Le texte innove de manière déterminante en ce qu’il reconnaît une vocation nouvelle, qu’il encadre, à la Société du Grand Paris. Cet établissement public ayant acquis beaucoup d’expérience, il serait dommage de le démanteler après la réalisation du Grand Paris Express. La Société des grands projets garantit des conditions d’emprunt favorables, évite le carcan de l’annualité budgétaire, et favorisera la mise en œuvre de taxes locales affectées ; en outre, elle apportera l’expérience et l’expertise de ses équipes.

Il était nécessaire de garantir l’unicité de la gestion du réseau ferroviaire : la commission a amendé la proposition de loi en indiquant que SNCF Réseau et SNCF Gares & Connexions récupéreront les infrastructures nouvelles à titre gratuit. Il serait incompréhensible, monsieur le ministre, que le Gouvernement et l’Assemblée nationale suppriment cette précision essentielle.

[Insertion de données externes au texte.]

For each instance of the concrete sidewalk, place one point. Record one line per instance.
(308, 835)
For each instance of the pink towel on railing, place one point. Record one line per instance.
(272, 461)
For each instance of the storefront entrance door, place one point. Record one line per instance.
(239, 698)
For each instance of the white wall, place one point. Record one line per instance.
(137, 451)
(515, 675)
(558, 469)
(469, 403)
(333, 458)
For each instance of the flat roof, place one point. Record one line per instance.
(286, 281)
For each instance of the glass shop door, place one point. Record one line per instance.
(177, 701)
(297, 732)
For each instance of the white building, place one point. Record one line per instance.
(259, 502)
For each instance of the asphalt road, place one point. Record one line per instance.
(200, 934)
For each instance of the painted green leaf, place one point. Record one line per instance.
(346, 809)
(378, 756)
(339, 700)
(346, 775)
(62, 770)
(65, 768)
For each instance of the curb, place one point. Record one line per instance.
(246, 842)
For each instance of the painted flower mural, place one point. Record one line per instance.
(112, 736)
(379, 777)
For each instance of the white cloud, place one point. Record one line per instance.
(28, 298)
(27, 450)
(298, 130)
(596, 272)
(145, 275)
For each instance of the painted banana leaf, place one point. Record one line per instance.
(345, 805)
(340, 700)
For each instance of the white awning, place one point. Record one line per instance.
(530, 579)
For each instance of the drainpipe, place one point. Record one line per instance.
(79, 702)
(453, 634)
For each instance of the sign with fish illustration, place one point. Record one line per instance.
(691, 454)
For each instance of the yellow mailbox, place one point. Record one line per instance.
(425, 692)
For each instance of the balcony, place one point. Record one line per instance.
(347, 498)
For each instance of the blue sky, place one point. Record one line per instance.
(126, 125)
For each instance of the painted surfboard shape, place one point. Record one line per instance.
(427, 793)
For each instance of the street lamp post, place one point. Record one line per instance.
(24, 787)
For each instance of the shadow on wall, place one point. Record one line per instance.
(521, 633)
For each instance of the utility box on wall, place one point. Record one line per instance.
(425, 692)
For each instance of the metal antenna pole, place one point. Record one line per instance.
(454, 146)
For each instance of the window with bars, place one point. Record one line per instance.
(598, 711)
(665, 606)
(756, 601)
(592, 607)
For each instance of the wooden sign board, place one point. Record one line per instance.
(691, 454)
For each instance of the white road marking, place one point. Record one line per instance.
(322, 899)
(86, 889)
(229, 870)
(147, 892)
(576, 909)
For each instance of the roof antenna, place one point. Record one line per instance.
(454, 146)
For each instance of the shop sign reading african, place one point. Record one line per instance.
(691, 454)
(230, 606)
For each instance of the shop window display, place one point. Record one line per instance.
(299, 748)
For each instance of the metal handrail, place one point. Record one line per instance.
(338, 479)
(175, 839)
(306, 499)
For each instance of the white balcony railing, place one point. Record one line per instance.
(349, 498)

Deux dispositions ajoutées en commission nous semblent contre-productives, et il faudrait y revenir aujourd’hui.

Conditionner mécaniquement les contrôles et les sanctions liés aux zones à faibles émissions (ZFE) à l’existence d’un Serm avancé n’est une bonne idée qu’en apparence. En effet, un tel dispositif serait inévitablement utilisé comme un prétexte pour prolonger l’immobilisme dans la lutte contre la pollution de l’air d’origine automobile. Ce serait aussi, je le crois, une entorse à l’article 45 de la Constitution et au périmètre de cette proposition de loi.

De même, il serait singulier de détourner l’esprit du « zéro artificialisation nette » (ZAN), en imputant la consommation foncière occasionnée par les Serm au forfait national, alors qu’il s’agit de projets d’intérêt régional. Dans le cadre du forfait régional, on sera sans doute plus attentif à la consommation d’espace.

Pour conclure, cette proposition de loi est positive : ses dispositions seront utiles, faciliteront la mise en œuvre des services express régionaux métropolitains, leur donneront de la cohérence et les amplifieront, ce qui clarifiera et sécurisera les financements nécessaires. C’est pourquoi mon groupe la votera.